If the male is relatively young and he can achieve another erection in a few minutes following an episode of premature ejaculation, he may find that his control is much better the second time.
Some therapists advise young men to masturbate (or have their partner stimulate them rapidly to climax) 1-2 hours before sexual relations are planned. The interval for achieving a second climax often includes a much longer period of latency, and the male can usually exert better control in this setting. In an older man, such a strategy may be less effective because the older man may have difficulty achieving a second erection after his first rapid sexual release. If this occurs, it can damage his confidence and may result in secondary impotence.
The most effective pharmacologic modality found to aid men with premature ejaculation is a drug from the selective serotonin reuptake inhibitors (SSRIs) class, drugs which are used normally as antidepressants in the clinical setting.
Some tricyclic antidepressants with SSRI-like activity also achieve the same result. Many of these agents have been found to have, as a side effect, a tendency to cause both male and female patients to experience a significant delay in reaching orgasm. For this reason, medications with SSRI side effects have been used in men who experience premature ejaculation.

Surgical Care

No recommended surgical treatment exists for premature ejaculation.

Consultations

Consultation with a sex therapist, psychologist, or psychiatrist may prove helpful if the primary care physician or urologist cannot provide successful treatment or does not have the time to explore psychological issues and implement behavioral techniques (eg, squeeze-pause). If the primary care physician or urologist is not experienced in treating premature ejaculation or is uncomfortable with treatment, then early referral should take place (to a sex therapist, psychologist, or psychiatrist). Some physicians are comfortable implementing medication therapy but not behavioral therapy. The patient should be offered all treatment options as with any medical condition, and the physician should proceed with referral for those option(s) considered to require more specialized help than the physician can provide. For men who may be experiencing a severe emotional disturbance that is an underlying factor to premature ejaculation, referral to a mental health professional is most appropriate. Diagnosis and treatment of the various psychological factors that manifest partly as premature ejaculation are beyond the scope of this discussion.
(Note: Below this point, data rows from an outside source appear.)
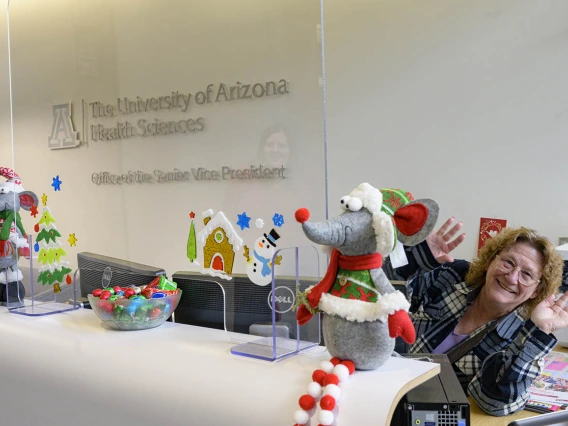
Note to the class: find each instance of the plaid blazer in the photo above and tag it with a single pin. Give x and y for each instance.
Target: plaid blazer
(499, 370)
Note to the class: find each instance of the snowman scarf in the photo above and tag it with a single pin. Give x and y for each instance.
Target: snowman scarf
(265, 261)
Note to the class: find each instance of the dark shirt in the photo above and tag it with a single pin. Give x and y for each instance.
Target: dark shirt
(499, 370)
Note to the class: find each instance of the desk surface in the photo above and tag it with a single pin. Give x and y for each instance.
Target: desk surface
(479, 418)
(66, 369)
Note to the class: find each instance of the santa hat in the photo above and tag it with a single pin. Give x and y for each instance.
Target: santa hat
(372, 199)
(393, 211)
(13, 182)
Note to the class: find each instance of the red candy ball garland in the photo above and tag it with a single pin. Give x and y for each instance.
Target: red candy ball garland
(325, 387)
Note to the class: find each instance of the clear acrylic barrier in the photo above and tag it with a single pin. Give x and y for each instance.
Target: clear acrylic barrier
(29, 297)
(283, 336)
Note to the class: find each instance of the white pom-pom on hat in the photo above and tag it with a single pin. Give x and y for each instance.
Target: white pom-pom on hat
(333, 390)
(372, 199)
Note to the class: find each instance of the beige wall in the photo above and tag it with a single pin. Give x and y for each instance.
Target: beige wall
(463, 102)
(101, 50)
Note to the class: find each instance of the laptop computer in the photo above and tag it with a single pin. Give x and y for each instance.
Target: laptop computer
(558, 418)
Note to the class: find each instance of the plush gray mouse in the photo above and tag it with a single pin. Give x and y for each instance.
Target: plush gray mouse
(362, 313)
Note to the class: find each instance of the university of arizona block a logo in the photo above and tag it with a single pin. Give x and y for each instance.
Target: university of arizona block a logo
(63, 135)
No drug is approved by the FDA for the treatment of premature ejaculation. However, numerous studies have shown that selective serotonin reuptake inhibitors (SSRIs) and drugs with SSRI-like side effects are safe and effective to treat this condition, and many physicians use these agents for this purpose. SSRIs have been the most successful agents in delaying the too-rapid response in men who experience premature ejaculation. Desensitizing creams containing local anesthetic agents can also be useful for some men with premature ejaculation. These agents are not approved by the FDA specifically for this use, but they are believed to be of at least some efficacy and are a minimal-risk option for patients.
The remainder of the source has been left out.